In this review, we emphasize neuropathologic and neurobehavioral aspects of central pontine and extrapontine myelinolysis (CPM/EPM), also known as the osmotic demyelination syndrome. The literature is reviewed from the time of the initial report in 1959 and from key developments that have occurred more recently. Particular consideration is given to pathogenic mechanisms as revealed by recent animal studies. The role of white matter pathology in neurobehavioral dysfunction is also considered. The “then” and “now” of CPM and EPM tell 2 different stories. Yet, in many respects, this expansion of information over the past nearly 50 years simply represents a continuum, as well as recognition, of the vast gaps that still persist in our understanding of this disorder.

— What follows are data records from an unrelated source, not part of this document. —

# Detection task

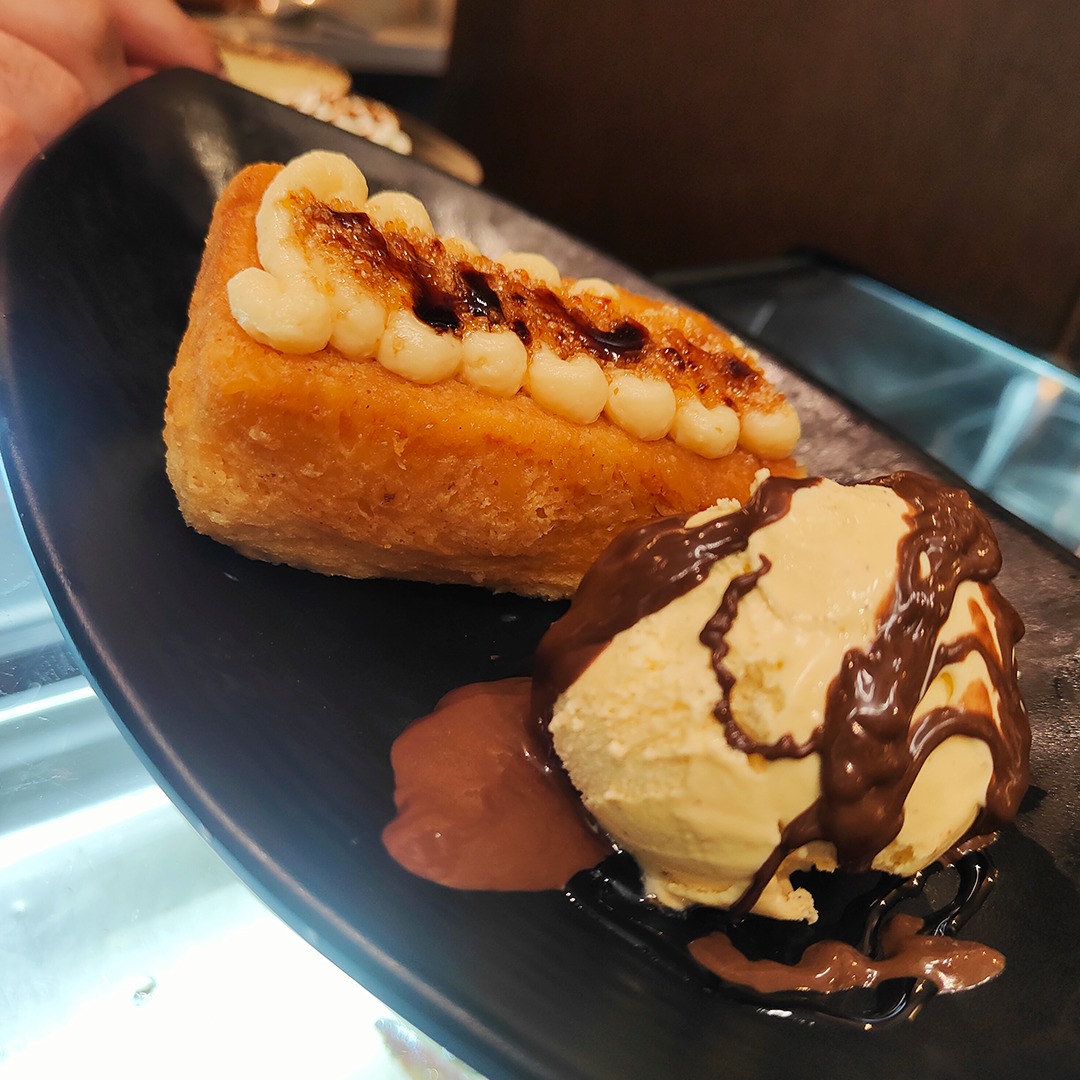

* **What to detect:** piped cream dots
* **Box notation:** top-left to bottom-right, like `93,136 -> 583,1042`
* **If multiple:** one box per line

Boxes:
228,150 -> 799,459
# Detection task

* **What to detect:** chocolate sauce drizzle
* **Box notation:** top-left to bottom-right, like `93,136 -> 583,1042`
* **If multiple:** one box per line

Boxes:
532,473 -> 1030,920
298,201 -> 781,409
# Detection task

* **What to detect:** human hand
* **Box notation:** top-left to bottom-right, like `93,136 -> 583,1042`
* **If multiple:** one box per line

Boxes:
0,0 -> 220,201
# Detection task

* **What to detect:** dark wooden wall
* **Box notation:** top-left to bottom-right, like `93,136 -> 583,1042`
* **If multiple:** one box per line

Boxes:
440,0 -> 1080,362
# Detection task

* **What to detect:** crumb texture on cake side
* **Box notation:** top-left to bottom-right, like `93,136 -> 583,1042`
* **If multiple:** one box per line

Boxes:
164,164 -> 798,597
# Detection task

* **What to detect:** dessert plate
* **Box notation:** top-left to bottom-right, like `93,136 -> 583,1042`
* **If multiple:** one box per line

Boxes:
0,72 -> 1080,1080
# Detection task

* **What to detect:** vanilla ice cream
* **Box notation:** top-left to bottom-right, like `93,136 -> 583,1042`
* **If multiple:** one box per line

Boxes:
534,473 -> 1030,921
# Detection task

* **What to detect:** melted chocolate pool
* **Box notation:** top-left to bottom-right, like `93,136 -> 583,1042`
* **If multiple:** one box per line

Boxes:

Alcoholism, Central pontine myelinolysis, Extrapontine myelinolysis, Hyponatremia, Lateral pontine myelinolysis, Osmotic demyelination, Pathogenesis, White matter
Several excellent reviews have recently appeared in the internal medicine and neurology literature on central pontine and extrapontine myelinolysis (CPM/EPM), also known as osmotic demyelination syndrome, and have provided concise overviews on the topic from a clinical perspective. These studies have focused on historical aspects and updates on treatment of hyponatremia (1), refutation of the role of factors other than correction of hyponatremia in the causation of CPM (2), delineation of clinical features related to pontine and extrapontine lesions (3, 4), and changes in underlying medical disorders associated with CPM (5). A study of 44 patients with CPM published in 1999 documented a significantly more favorable clinical outcome than many earlier clinical studies had suggested (6). Most clinically symptomatic patients survive if secondary complications common to all debilitated patients can be controlled such as aspiration pneumonia, septicemia, deep venous thromboses, and pulmonary emboli (6); in this study, one third of survivors recovered completely, one third had some deficits but were independent, and one third had more significant neurologic deficits (6). Several new etiologic mechanisms have been proposed for CPM/EPM, including apoptosis (7, 8). In this issue of the Journal of Neuropathology & Experimental Neurology, an original study describing the role of myoinositol and possible pathogenic osmotic mechanisms appears (9).
In the process of developing the content for this review, the question “can more be said on CPM/EPM?” was certainly raised. Although historical, clinical, and neuroradiologic perspectives have often been covered by others, certain issues still remain even within these categories. Neurobehavioral changes have rarely been discussed, and more recent considerations of possible pathogenic mechanisms merit further discussion.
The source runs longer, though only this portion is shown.